Обе девочки испуганно жались к ней; она легонько отстранила сперва одну, потому другую.
— Успокойтесь, глупышки, — сказала мать и улыбнулась мне немного озадаченно. — Это всего лишь медведь. С чего ему есть вас?
— В сказках медведь ест людей, — возразила вторая девчушка, чуть повыше сестры и светлокудрая. — Помнишь, он сожрал злого охотника?
— Я не причиню вам зла, — сказал я, однако вместо слов с моих уст сорвался рык. Что такое? В голове у меня звучали слова, и на губах тоже, так куда они подевались? Испуганный, я попытался снова: — Я просто замерз до полусмерти и хочу обогреться.
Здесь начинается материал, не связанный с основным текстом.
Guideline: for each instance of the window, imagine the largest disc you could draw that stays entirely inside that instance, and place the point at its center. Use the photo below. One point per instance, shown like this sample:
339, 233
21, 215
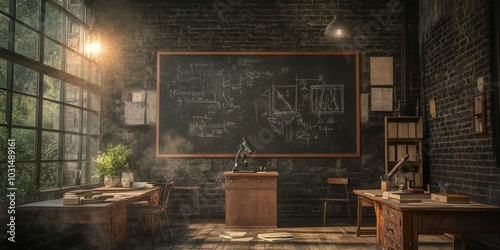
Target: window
55, 121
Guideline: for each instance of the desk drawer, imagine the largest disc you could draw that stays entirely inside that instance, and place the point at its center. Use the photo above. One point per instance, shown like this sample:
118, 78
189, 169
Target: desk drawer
254, 182
390, 244
392, 215
119, 213
393, 231
119, 234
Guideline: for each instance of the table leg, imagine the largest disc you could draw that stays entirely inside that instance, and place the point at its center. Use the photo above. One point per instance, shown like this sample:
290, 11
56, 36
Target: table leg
379, 223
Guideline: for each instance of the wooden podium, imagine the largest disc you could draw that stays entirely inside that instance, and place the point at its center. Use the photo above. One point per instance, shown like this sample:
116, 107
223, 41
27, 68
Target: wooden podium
251, 200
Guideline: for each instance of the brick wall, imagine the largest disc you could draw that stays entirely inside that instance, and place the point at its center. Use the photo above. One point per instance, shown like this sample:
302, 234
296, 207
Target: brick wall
455, 45
134, 31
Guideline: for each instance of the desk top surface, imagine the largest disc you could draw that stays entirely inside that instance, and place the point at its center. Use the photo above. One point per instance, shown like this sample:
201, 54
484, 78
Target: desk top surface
253, 174
118, 197
425, 204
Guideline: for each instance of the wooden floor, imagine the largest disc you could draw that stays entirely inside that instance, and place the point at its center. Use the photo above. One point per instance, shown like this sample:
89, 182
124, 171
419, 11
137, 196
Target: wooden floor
308, 234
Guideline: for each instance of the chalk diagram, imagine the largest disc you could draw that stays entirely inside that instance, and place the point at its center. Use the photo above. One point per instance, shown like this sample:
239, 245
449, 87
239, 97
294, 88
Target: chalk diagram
286, 113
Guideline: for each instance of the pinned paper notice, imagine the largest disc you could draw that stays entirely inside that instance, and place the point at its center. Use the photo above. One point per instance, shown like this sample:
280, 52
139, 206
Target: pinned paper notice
137, 97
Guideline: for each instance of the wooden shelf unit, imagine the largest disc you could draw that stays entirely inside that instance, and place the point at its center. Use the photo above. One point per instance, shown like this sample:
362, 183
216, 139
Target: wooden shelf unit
403, 135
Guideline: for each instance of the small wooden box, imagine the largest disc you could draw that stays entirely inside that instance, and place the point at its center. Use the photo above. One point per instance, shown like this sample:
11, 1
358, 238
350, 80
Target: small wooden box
385, 185
450, 198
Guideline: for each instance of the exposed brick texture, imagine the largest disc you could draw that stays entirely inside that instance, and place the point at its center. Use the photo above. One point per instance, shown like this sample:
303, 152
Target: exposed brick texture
455, 46
134, 31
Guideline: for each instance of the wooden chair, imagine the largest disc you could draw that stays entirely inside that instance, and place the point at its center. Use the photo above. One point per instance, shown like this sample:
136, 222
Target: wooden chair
335, 184
151, 212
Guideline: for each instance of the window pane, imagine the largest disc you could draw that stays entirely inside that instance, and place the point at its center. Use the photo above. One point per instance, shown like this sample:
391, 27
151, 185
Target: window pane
85, 122
27, 12
94, 102
76, 7
74, 63
90, 147
50, 146
3, 73
23, 110
71, 146
4, 29
25, 179
25, 80
87, 173
70, 171
48, 175
72, 94
4, 136
53, 22
3, 107
50, 115
74, 36
4, 5
52, 54
26, 42
72, 119
91, 72
94, 123
25, 143
51, 88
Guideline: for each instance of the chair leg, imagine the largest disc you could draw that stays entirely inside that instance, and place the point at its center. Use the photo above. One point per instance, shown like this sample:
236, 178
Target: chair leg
349, 210
152, 217
324, 212
168, 224
359, 218
159, 225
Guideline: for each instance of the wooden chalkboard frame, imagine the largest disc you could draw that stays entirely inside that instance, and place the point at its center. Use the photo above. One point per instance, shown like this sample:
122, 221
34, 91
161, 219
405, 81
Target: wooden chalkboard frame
348, 57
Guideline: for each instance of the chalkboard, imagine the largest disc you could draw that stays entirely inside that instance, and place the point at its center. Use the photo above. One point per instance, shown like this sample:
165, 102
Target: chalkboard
286, 104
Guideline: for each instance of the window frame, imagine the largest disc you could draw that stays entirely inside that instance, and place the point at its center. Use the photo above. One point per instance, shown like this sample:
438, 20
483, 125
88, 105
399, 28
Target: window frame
80, 82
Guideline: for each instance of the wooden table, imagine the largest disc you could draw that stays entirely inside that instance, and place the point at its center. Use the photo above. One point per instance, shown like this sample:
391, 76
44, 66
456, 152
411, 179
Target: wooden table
251, 200
399, 224
110, 216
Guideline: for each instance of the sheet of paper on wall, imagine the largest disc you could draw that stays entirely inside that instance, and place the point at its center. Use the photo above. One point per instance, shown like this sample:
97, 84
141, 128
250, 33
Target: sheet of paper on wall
151, 107
381, 71
381, 99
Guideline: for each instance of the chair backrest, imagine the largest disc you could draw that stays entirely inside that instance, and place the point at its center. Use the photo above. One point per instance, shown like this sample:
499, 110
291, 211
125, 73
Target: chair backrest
165, 195
337, 181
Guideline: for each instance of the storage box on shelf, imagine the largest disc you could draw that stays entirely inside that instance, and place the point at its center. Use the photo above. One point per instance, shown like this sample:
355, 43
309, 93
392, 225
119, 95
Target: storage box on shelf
403, 135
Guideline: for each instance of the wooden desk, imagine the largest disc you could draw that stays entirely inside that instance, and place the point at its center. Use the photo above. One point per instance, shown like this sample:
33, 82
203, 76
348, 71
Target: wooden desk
399, 224
251, 200
110, 217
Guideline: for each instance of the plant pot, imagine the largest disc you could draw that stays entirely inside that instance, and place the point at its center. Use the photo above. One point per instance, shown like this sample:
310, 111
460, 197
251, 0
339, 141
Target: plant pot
111, 181
127, 179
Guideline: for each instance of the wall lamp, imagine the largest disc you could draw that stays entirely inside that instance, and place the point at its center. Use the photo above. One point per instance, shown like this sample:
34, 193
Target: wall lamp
338, 27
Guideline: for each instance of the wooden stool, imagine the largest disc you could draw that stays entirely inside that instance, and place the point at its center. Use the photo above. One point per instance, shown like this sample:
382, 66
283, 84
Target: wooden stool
362, 202
196, 196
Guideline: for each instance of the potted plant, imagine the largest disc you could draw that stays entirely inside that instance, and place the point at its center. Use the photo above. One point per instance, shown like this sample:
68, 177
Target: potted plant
111, 163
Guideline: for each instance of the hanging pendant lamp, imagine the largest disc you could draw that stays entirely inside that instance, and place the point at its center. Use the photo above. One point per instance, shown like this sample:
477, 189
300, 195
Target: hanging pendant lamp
338, 27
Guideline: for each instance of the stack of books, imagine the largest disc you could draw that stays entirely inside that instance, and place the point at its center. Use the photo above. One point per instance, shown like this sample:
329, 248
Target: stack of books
278, 236
96, 198
75, 197
235, 236
404, 197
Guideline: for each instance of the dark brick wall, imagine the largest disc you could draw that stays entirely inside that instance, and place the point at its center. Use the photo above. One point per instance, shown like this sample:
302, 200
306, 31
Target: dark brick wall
456, 52
455, 46
134, 31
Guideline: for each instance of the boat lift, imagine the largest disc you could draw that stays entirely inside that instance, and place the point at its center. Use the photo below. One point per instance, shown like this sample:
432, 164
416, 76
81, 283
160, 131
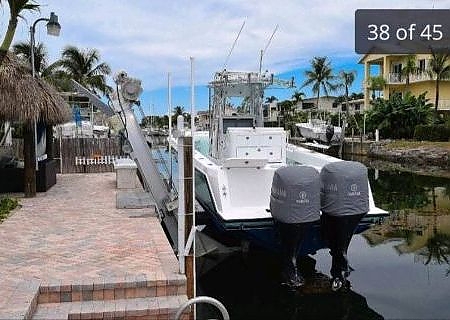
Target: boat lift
126, 95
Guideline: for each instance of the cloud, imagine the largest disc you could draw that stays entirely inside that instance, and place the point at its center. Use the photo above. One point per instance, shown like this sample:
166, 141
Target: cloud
151, 38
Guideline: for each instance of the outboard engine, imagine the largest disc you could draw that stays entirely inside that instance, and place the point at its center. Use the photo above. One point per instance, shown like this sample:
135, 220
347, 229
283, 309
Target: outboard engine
295, 205
329, 133
344, 201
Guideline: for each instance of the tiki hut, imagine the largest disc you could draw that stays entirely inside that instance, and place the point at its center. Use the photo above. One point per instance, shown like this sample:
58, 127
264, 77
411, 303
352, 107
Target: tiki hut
27, 100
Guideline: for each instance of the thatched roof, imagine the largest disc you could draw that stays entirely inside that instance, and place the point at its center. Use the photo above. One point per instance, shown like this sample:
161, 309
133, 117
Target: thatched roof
24, 99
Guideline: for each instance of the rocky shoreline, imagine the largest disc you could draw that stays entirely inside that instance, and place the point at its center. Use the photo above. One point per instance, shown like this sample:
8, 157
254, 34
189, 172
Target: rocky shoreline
417, 156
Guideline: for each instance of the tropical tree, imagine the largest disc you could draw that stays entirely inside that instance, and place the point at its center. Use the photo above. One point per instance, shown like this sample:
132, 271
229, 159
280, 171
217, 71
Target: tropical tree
439, 69
23, 51
16, 8
398, 116
51, 73
84, 66
178, 111
297, 97
320, 76
346, 80
409, 68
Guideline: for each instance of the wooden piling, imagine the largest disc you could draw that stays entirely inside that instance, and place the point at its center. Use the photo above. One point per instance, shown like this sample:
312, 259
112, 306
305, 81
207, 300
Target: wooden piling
189, 210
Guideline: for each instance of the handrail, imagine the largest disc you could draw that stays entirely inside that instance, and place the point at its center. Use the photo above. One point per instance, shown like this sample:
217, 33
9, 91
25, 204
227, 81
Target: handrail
203, 299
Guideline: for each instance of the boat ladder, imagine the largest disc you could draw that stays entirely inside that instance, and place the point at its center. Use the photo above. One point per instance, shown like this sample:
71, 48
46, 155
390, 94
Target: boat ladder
203, 299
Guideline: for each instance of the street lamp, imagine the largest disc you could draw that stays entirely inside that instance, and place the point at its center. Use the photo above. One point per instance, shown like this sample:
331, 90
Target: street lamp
53, 29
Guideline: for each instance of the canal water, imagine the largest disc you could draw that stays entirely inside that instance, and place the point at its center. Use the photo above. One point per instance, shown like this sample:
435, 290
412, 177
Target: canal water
401, 265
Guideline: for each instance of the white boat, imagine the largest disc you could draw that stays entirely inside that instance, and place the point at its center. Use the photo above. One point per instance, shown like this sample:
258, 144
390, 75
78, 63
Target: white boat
319, 130
235, 161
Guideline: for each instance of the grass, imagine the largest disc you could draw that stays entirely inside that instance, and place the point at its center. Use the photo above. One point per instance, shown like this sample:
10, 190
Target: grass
405, 144
6, 206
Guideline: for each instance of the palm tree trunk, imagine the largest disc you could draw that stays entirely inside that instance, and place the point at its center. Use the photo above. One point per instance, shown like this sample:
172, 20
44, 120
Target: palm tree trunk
436, 101
29, 154
344, 124
318, 98
4, 47
49, 141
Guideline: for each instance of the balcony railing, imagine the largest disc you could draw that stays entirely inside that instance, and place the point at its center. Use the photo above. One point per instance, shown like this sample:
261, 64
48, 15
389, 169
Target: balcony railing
394, 78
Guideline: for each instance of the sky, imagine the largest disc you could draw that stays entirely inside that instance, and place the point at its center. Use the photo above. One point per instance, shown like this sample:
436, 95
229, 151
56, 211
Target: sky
150, 38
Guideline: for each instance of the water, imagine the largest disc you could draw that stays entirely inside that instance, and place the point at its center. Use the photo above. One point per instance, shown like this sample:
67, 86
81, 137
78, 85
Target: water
401, 265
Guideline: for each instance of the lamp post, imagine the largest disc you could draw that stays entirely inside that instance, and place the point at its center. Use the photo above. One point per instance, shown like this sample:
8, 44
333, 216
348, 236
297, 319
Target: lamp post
53, 28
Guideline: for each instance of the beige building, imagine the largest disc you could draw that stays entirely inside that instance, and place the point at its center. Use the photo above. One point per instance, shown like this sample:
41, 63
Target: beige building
390, 68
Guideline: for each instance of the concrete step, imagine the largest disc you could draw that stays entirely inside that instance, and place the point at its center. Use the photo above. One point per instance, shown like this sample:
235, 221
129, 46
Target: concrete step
142, 286
152, 308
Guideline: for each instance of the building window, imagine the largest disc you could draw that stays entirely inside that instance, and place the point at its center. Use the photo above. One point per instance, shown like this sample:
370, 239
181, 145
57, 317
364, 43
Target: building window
422, 65
398, 68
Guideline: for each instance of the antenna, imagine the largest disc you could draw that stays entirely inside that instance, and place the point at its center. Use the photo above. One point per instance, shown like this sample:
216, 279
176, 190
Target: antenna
232, 47
265, 49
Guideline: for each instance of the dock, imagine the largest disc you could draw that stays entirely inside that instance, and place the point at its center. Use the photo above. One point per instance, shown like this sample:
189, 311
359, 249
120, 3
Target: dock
70, 254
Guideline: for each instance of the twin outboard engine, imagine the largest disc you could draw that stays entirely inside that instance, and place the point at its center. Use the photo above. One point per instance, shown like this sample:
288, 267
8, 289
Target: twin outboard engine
345, 200
295, 205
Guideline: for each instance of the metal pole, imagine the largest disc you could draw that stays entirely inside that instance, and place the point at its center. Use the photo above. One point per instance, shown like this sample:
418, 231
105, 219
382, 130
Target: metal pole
181, 208
169, 113
193, 171
33, 73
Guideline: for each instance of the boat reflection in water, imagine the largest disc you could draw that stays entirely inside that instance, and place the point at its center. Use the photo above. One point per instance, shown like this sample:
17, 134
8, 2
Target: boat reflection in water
401, 264
253, 291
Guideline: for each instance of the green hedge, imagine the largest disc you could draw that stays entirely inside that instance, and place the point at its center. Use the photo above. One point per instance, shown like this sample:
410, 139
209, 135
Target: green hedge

Девочки опять шмыгнули за спину матери, однако та шагнула вперед и приблизилась вплотную ко мне. Я возвышался над ней, будто гора, но она смотрела мне в глаза, отважно и спокойно. Как порадовал меня этот взор после всех сегодняшних девичьих взглядов, в которых читалось лукавство, страх или восторженное возбуждение, порождаемое Праздником Медведя.
— Ты — Небесный Медведь? — спросила женщина.
Что? Наверное, она говорит на другом языке. Сегодня все не так. Я опустился на четвереньки, чтобы примерно сравняться с ней по высоте. Мех на моем костюме стал гораздо толще, медвежья шапка растянулась и закрыла лицо, как маска.
— Что со мной происходит? — в замешательстве воскликнул я, пытаясь рассмотреть себя, но глаза тоже изменились, и мозг переводил то, что они видели.
Женщина легко коснулась моей макушки. От матери девочек и от всего дома исходил запах тепла, домашнего уюта, женской заботы. Очаг и еда, скатерти и чистота. В моем доме — точнее, дом принадлежал отцу, просто в нем остались лишь я да Аран, — как бы я ни мыл, ни скреб, пахло только горем. Я не знал, что нужно сделать, чтобы снова вдохнуть в него жизнь.
— Входи в дом, Медведь, — пригласила женщина. — Садись у огня. Будь осторожен, не опали свою прекрасную шкуру.